By providing these services, professional employer organizations enable their clients to concentrate on their business without the challenges and distractions associated with the "business of employment." As a result, PEOs enhance the profitability of their client companies. Further, costs related to monitoring of, and compliance with, employment laws are reduced, as are the often significant costs of failure to comply with such laws
Helping American Workers and Their Families
In addition to providing important services to their business clients, PEOs offer substantial advantages to worksite employees. In many cases, these employees would not be provided the number, or quality, of benefits that a PEO can offer. These benefits include health insurance, retirement savings plans, disability insurance, life insurance, dependent care reimbursement accounts, vision care, dental insurance, employee assistance plans, job counseling and educational benefits.
Each individual small business's cost of establishing and administering this range of plans would be prohibitive.
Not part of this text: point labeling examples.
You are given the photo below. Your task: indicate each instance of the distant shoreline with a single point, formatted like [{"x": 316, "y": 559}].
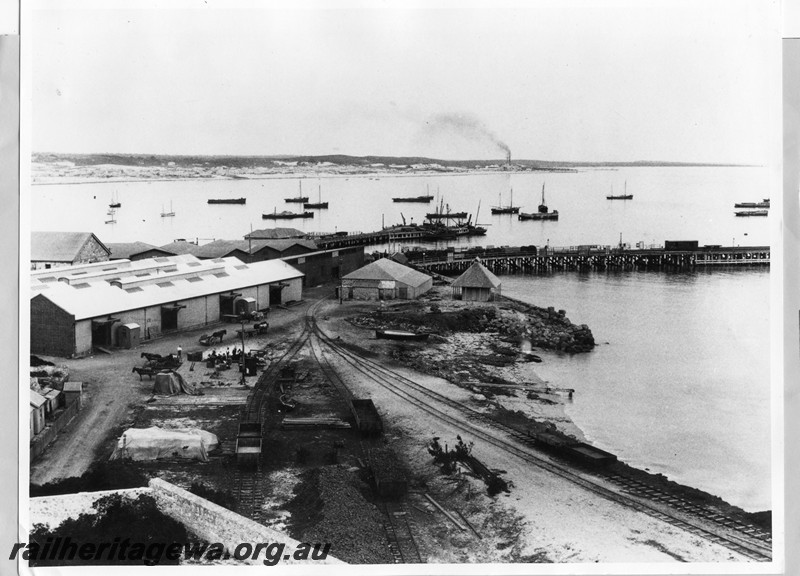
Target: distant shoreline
[{"x": 66, "y": 179}]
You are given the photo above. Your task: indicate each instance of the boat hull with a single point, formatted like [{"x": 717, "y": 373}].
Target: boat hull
[
  {"x": 227, "y": 200},
  {"x": 287, "y": 216},
  {"x": 421, "y": 199},
  {"x": 539, "y": 216}
]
However, due to economies of scale, PEOs can sponsor and offer these plans at an affordable cost.
In many cases, employees of small businesses would not be protected by employment laws in the absence of the PEO relationship. Because worksite employees are included in the larger workforce of a PEO for purposes of determining statutory coverage, they are in many cases covered by employment laws that would not have otherwise applied. Further, there is generally a higher rate of compliance with these laws by a PEO than by its clients because PEOs provide full-time staff who are responsible for monitoring and ensuring compliance with such laws.